A bill that would give a state tax credit of up to $1,000 a year to foster families has bipartisan support in Illinois, but the cost of such a credit isn’t yet known.
State Rep. Darren Bailey, R-Xenia, filed House Bill 5119 and members of both parties signed up in support.
State Rep. Mark Batinick, R-Plainview, signed on to the bill and said such an incentive could help encourage more people to become foster parents.
“When you look at all the issues going on at the state level, we’ve heard about the deaths of people that are in state care, we need more good people doing this and so we need to incentivize good practice, good behavior,” Batinick said.
An Office of Inspector General annual report for the Illinois Department of Children and Family Services found that of the children that had some kind of interaction with the department in a 12 month period, 123 of them died.
Batinick said donated his recent legislative pay raise to two foster families.

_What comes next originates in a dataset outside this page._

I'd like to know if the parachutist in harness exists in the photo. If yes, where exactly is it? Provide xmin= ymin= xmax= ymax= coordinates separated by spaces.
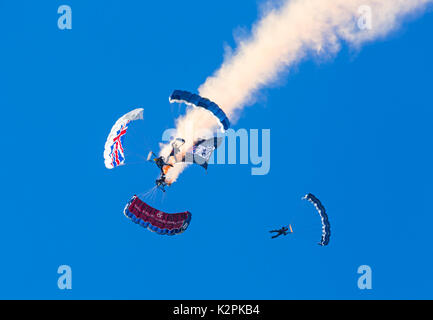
xmin=147 ymin=151 xmax=173 ymax=176
xmin=269 ymin=227 xmax=292 ymax=239
xmin=155 ymin=174 xmax=168 ymax=192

“I’ve seen the inside of how special these people are and a lot of that stuff isn’t reimbursed,” Batinick said.
State Rep. Mike Zalewski, D-Riverside, said the measure has merit.
“You know where a foster parent says ‘I went through the exercise of helping a child, I’m going to put it on my Illinois income tax return and let my liability go downward,’ I’m excited about that as an opportunity, but again we have to make sure that we can afford it,” Zalewski said.
“What we do on tax credits this year is up for discussion,” Zalewski said. “Those cost [the state] money, unfortunately.”
Bailey’s measure was filed in February, but remains in the House Rules Committee.
Zalewski said he plans a subject matter hearing for the House Revenue and Finance Committee soon because the bill is worth discussing.
“I think I view it as more of a ‘I’ve done this magnanimous thing and I want to be helpful, but it may have hurt my bottom line, I might have not been able to go on the vacation I wanted, I may not have been able to afford the new appliance, what can the state do to help me alleviate that kind of burden,’ that seems like a worthwhile cause,” Zalewski said.
Lawmakers return to Springfield on March 18.
A subject matter hearing in Chicago on the topics of other tax credits – such as affordable housing tax credits, prompt payment, the earned income tax credit, and online ticket resale taxes – is scheduled before that.